To Earps is human

No one stood to gain by protecting Mary from her fatal flaw.

To Earps is human

On Halloween I watched The Simpsons Treehouse of Horror episode in which Homer sells his soul to the devil.

His price? A single donut.

What Mary Earps could earn by airing her dirty laundry in public is much more - or much less, depending on how you value the availability of a sweet treat at just the time you need it (in the event of a nuclear holocaust, you can't eat book royalties).

What makes this Simpsons story interesting is Homer's calculation that if he does not eat the whole donut, then his soul is safe - so he leaves one remaining morsel on a plate in the fridge surrounded by 'do not eat' warnings.

If you know Homer - or, indeed, the narrative bones of tragedy - you know what happens next.

In a moment of weakness, Homer scarfs Chekhov's crumb and hell descends.

Homer is watchable for the same reasons why Mary Earps has been grabbing headlines long before this debacle - because he is brilliant.

Cunning, wrapped in the guise of 'buffoon', with no impulse control.

It is human to know what will harm you but do it anyway.

Mary Earps' whole brand is 'authentiticity' and what is more real than the urge to write a whole book about the ways you feel you have been wronged?

She's living out our fantasies and bearing the horrid consequences, falling from hero to zero, losing the respect of many of the people whose hearts she won with her brilliance.

It's troubling, though, that everyone is talking about what a mean and nasty book that Earps has written before it has even been published. She hasn't written a whole book about Sarina Wiegman and Hannah Hampton - it's just that those were the most sellable extracts selected to preview it.

As a writer I struggle to 'sell' my work on social media as, to make it quickly digestible in short form, I have to strip away some of its value.

If the subjects of my writing didn't have the nuance to warrant 800 words, then I would just write a tweet and be done with it.

I'm not sure that reading Earps' book in full will remove the bad taste of the obnoxious excerpts which have been published to promote it, but I do believe I will find someone that I like amid passages about her experiences of bullying, a career as a professional goalkeeper and coming to terms with her sexuality.

It is difficult to remember that these are parts of her story, too, amid all the noise about one ugly one. I am somewhat playing devil's advocate, since I am inclined to agree with the verdict of Luke Edwards of the Telegraph: "Her ego is out of control."
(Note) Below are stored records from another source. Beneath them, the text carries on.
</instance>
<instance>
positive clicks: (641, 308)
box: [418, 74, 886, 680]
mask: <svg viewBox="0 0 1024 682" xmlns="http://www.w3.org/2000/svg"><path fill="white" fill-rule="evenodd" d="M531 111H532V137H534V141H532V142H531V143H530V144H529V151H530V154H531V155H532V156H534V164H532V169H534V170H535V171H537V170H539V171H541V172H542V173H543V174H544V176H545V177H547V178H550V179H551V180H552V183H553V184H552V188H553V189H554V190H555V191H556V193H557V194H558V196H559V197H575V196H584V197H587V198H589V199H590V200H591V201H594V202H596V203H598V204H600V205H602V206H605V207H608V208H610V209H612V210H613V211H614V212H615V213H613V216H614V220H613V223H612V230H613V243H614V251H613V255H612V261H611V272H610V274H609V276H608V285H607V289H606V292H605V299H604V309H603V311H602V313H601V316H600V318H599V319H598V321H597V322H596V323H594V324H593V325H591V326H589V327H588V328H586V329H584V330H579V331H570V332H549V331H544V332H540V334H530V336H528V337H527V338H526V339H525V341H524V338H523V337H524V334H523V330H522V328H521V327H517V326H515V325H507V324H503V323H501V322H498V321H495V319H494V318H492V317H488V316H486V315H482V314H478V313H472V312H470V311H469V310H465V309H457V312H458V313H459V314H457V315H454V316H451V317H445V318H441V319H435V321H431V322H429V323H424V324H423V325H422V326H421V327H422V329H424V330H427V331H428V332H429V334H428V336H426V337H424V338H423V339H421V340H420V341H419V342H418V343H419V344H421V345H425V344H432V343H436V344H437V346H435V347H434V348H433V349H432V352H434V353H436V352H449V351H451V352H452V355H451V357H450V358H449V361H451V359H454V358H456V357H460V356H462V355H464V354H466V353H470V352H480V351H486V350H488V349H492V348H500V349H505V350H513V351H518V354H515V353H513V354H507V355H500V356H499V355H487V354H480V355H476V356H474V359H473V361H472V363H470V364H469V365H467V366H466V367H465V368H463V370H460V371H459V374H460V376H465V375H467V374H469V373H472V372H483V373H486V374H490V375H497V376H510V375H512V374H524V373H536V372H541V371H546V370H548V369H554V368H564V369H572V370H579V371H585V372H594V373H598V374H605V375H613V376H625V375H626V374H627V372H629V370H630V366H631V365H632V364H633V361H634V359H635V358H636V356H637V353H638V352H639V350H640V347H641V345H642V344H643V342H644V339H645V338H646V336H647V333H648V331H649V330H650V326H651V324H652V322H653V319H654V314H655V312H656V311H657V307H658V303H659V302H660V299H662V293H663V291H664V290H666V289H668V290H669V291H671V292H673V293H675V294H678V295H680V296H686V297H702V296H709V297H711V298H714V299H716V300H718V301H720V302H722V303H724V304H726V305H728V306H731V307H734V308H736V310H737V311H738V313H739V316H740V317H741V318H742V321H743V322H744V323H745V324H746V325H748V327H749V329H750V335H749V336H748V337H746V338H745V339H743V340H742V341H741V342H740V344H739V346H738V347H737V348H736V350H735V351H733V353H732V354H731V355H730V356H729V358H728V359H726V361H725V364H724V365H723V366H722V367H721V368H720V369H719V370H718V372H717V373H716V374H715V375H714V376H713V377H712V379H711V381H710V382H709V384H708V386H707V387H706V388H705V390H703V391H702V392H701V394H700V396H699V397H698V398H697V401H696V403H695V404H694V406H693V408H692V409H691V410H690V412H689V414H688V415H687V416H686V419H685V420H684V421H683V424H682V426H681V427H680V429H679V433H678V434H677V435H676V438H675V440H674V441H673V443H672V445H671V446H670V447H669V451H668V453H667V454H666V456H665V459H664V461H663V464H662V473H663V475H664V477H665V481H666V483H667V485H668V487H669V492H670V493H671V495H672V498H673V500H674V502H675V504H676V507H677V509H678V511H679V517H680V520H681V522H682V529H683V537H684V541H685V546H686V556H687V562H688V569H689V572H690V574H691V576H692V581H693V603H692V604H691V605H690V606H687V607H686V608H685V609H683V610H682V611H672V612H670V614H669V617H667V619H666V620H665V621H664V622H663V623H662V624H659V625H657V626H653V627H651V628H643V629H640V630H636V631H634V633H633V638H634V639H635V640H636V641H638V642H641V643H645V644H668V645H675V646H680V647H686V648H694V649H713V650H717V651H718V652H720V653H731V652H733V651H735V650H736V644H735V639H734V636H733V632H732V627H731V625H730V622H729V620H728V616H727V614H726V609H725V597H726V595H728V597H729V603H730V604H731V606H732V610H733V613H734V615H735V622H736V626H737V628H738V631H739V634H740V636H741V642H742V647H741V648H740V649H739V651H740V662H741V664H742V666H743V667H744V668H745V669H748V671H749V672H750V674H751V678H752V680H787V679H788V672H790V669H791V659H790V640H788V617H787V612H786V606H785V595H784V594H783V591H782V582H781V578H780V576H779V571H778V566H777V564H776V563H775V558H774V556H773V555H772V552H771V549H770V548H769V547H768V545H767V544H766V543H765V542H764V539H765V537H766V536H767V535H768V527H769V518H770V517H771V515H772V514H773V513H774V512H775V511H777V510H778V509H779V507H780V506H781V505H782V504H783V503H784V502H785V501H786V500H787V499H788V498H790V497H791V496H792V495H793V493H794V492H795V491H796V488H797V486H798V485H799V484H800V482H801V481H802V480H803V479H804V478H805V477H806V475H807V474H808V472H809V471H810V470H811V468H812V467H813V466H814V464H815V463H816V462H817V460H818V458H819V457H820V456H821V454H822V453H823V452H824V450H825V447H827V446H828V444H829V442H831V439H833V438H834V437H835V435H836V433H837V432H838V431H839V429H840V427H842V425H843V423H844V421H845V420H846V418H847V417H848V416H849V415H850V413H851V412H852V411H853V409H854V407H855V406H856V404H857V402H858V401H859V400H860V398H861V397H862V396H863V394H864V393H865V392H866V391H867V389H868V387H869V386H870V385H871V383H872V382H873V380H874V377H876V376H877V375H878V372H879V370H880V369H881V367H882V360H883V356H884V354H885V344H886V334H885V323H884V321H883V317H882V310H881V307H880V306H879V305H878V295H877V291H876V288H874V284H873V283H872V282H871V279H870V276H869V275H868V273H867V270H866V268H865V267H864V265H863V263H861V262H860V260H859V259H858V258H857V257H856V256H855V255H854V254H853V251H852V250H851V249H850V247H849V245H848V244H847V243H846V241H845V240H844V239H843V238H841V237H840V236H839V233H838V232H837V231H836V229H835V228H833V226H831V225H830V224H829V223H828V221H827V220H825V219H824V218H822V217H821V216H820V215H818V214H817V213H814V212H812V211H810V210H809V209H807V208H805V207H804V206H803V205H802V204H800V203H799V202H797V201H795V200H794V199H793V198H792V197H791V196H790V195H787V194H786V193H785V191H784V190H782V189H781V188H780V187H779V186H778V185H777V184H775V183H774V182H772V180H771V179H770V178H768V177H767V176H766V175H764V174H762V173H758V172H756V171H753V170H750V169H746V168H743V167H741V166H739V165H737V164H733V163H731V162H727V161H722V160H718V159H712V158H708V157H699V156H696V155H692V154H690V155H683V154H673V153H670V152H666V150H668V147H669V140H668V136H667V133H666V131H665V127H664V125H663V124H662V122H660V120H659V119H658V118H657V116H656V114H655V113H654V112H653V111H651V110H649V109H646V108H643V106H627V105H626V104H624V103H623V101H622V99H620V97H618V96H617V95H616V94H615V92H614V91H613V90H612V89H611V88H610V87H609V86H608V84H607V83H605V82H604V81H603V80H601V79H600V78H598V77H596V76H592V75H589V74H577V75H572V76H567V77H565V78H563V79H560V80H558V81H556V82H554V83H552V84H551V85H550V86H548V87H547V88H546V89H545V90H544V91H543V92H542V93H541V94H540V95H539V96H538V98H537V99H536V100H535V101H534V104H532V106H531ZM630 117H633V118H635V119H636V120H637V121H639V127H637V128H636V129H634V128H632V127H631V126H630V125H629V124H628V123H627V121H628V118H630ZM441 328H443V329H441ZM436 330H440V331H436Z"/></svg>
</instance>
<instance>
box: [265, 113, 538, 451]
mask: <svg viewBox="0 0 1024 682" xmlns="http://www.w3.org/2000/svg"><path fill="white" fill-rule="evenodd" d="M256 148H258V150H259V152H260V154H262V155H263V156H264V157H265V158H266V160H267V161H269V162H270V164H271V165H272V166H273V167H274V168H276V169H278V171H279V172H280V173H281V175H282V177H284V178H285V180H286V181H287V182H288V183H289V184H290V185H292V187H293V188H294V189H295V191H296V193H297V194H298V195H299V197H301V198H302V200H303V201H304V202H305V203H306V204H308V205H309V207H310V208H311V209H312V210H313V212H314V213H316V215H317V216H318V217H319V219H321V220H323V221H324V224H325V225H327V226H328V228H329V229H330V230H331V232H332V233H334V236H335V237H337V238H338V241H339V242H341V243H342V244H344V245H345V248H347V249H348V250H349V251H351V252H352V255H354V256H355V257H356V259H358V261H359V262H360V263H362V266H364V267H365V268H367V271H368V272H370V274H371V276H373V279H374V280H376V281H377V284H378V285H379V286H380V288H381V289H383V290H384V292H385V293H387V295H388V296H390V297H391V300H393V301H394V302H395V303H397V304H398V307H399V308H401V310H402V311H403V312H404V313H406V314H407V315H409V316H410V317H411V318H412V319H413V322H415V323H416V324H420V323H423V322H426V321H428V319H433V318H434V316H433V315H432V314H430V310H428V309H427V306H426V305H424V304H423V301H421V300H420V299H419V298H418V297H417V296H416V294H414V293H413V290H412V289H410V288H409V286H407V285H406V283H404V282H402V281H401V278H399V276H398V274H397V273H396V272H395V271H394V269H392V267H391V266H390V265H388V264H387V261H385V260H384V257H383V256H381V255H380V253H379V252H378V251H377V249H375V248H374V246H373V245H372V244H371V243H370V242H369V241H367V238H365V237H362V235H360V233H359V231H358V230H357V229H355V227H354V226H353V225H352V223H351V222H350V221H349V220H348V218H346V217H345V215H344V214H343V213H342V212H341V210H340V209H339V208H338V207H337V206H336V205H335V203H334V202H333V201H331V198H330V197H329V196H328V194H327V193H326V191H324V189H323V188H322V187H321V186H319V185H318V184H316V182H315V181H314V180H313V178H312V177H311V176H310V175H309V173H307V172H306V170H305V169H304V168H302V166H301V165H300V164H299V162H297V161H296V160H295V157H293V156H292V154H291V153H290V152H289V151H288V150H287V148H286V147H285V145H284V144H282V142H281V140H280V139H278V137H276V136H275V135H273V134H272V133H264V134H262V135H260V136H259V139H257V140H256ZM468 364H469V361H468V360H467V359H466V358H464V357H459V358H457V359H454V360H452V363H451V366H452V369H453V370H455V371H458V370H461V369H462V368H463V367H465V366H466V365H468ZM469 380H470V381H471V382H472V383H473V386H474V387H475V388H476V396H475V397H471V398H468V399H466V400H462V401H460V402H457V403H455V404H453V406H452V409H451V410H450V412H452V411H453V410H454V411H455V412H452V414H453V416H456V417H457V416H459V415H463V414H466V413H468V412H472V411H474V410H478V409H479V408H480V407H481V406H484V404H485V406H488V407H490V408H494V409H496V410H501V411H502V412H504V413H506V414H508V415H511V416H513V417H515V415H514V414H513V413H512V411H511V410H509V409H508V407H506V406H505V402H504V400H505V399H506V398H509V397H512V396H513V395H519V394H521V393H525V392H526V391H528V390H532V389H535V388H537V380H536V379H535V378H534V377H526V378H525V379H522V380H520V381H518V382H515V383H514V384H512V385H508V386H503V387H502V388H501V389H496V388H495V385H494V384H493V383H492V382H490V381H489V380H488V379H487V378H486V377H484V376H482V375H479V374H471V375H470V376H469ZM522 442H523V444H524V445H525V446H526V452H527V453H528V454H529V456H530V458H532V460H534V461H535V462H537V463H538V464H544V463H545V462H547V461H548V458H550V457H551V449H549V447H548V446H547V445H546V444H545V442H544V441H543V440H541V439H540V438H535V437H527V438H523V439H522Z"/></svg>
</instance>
But I also agree with what Earps told the BBC: "Multiple things can be true at the same time".

The interview reveals Earps for who she is: eloquent, intelligent, self-aware.

None of that is evident in the nauseating preview extracts which were selected (presumably) by a publisher who will profit from a Christmas boom of book sales. This, another kind of cunning wrapped in idiocy - calculated and mercenary. Scandal sells and no one stood to gain by protecting Mary from her fatal flaw, her refusal to be anyone but herself.

It was an open goal for those media outlets who are skilled at twisting people's words to inflame the kind of debate that sells papers - this time, they didn't have to do anything at all. Copy, paste, publish.

I can't blame Edwards, because he is telling it as he sees it.

But the fact that he is just one of so many that have come down so hard on Earps shows how little space for nuance there is in mainstream media at the moment.